# What do you do with them?



## pyewacketsid (Apr 4, 2011)

I've never kept livebearers before, but I plan to once my tank is cycled. I'm choosing them because they're attractive and well-suited to my water (very hard and high pH).

Seems like most of the threads in this section are about fry. What do you do to control the population? It's neat that they reproduce, but will they do so beyond what the tank will support? Do pet stores take them?

Or is it not an issue unless you're working actively to keep the fry from being eaten? Do the parents eat them?


----------



## emc7 (Jul 23, 2005)

swords and platies eat babies, but they don't always get them all, especially if they have lots of cover. Mollies, limia, and some goodieds generally don't eat fry, so their number gets higher and higher. LFS and some petlands will usually take them for store credit, but only once they reach adult/salable size. The chain stores will sometimes take salable fish, but they won't give you anything for them. 

Other people sell on craigslist or aquabid (you can post local pickup, but most sellers ship). The best way to raise fry is usually in a second tank. You put the pregnant momma in until she births, then put her back in the main tank. 

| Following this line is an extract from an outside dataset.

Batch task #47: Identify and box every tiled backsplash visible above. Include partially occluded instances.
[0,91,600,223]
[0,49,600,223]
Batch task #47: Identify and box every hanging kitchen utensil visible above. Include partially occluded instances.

You won't make much on common fish, but selling fry for credit can offset some of your supply costs.


----------



## funlad3 (Oct 9, 2010)

Or, if you don't even want to worry about it, you can make it a community tank with other types of fish. You'll NEVER see a fry!


----------



## pyewacketsid (Apr 4, 2011)

*laugh* Well, all right then! Thanks for the replies, that's very helpful.


----------



## tropicalfish (Mar 4, 2011)

Certain pet stores will take them, you just have to ask around to find one that does. Keep the fry (the baby fish) isolated for as long as possible because keeping them with adult fish will stunt their growth and possibly get the fry eaten. To control the population, keep either one of each type of fish, or be sure to only get 1 gender to keep them from breeding. 
Good luck with your tank!


----------



## Unknown10101 (Mar 5, 2011)

Depending on the fish, they may not be eaten. I have livebearers who give birth and my tank and almost all of them survive! I have a community tank with clown loaches, corydoras, other livebearers, and danios.


----------



## egoreise (Mar 16, 2011)

funlad3 said:


> Or, if you don't even want to worry about it, you can make it a community tank with other types of fish. You'll NEVER see a fry!


Agreed!

And if you want a few of the to survive, add a cluster of hornwort for them to hide in. The smart fry will live.


----------



## Lanette001 (Apr 7, 2011)

Ya, every now and then there will be one or two babies, but not many. I have mollies and platies in the same tank. The platies will eat their babies and the molly babies and the mollie will eat the platy babies and sometimes their own babies. However, some of them make it  But if you don't try to save them, you won't end up with 40-60.


----------